Uzbekistan confirms plan to sign deal on new railroad from China

by ANKASAM Ekip

Tashkent sees the link as part of a transcontinental route bypassing Russia.

Tashkent has confirmed plans to sign an agreement on the construction of a railroad linking China with Uzbekistan via Kyrgyzstan, which has been on the table for a quarter of a century.

The Uzbek government views the line as part of a grand scheme to improve transport and trade links westward from Central Asia to Turkey and onward to Europe, on a route that bypasses Russia.

Acting Foreign Minister Vladimir Norov also threw Tashkent’s weight behind a major infrastructure project in the Caucasus that is strongly backed by Turkey and Azerbaijan.

That is the mooted “Zangezur corridor,” which would pass through Armenia’s Syunik province on defunct, Soviet-built railroad tracks.

“Uzbekistan is interested in the restoration of the Zangezur corridor, which could assure the shortest overland route from Asia to Europe,” Norov said at the first session of a new dialogue format between Uzbekistan, Turkey and Azerbaijan held in Tashkent on August 2.

“We believe that the linking up of the China-Kyrgyzstan-Uzbekistan railroad” with Caucasus infrastructure “will create a united transport network between our countries and expand the geography of trade between China and Europe,” he said.

The Zangezur/Syunik corridor would, if implemented, allow Azerbaijan overland access to its Nakhchivan exclave, a piece of territory surrounded by Armenia, Iran and Turkey.

Azerbaijani President Ilham Aliyev has billed it as a project that “will unite the entire Turkic world” by providing an uninterrupted overland link between Turkey and mainland Azerbaijan.
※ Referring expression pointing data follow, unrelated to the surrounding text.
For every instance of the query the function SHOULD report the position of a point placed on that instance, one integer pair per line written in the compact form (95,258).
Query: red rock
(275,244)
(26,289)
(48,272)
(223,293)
Turkey strongly supports the idea.

Though Yerevan accepted the link in the ceasefire agreement it signed after a 44-day war with Azerbaijan in 2020, Azerbaijan’s insistence on calling it a “corridor” and using the Azerbaijani name Zangezur has aroused suspicions.

Norov said Uzbekistan was also eager to capitalize on the potential of another transport route linking Azerbaijan with Turkey: the Baku-Tbilisi-Kars railroad.

Uzbekistan, Azerbaijan and Turkey should not restrict themselves to acting as mere “transit points” but build “economic corridors by creating along existing transport routes production and logistics and sales points,” he said.

“This will allow the production and supply to external markets of products with high added value.”

Like other Central Asian countries, Uzbekistan is seeking alternative routes westward to those passing through Russia, since international sanctions over Moscow’s invasion of Ukraine has made that route to Europe less viable.

Tashkent sees the China-Kyrgyzstan-Uzbekistan, or CKU, railroad as part of that plan, since it would give Beijing an alternative rail route into Central Asia; existing rail connections enter through Kazakhstan.

The CKU project has been under discussion for a quarter of a century, but Russia’s invasion of Ukraine appears to have given it some impetus.

Norov said the countries were “actively working” on designing a feasibility study, which Chinese Foreign Minister Wang Yi said in June should be completed as soon as possible.

Kyrgyzstan’s government is adamant construction will start this fall, although that would require the feasibility study to be conducted with remarkable speed.

It remains unclear who will foot the bill for the railroad, which one estimate has put at $8 billion.

China may have the deepest pockets, but has emphasized that it does not plan to shoulder the burden alone.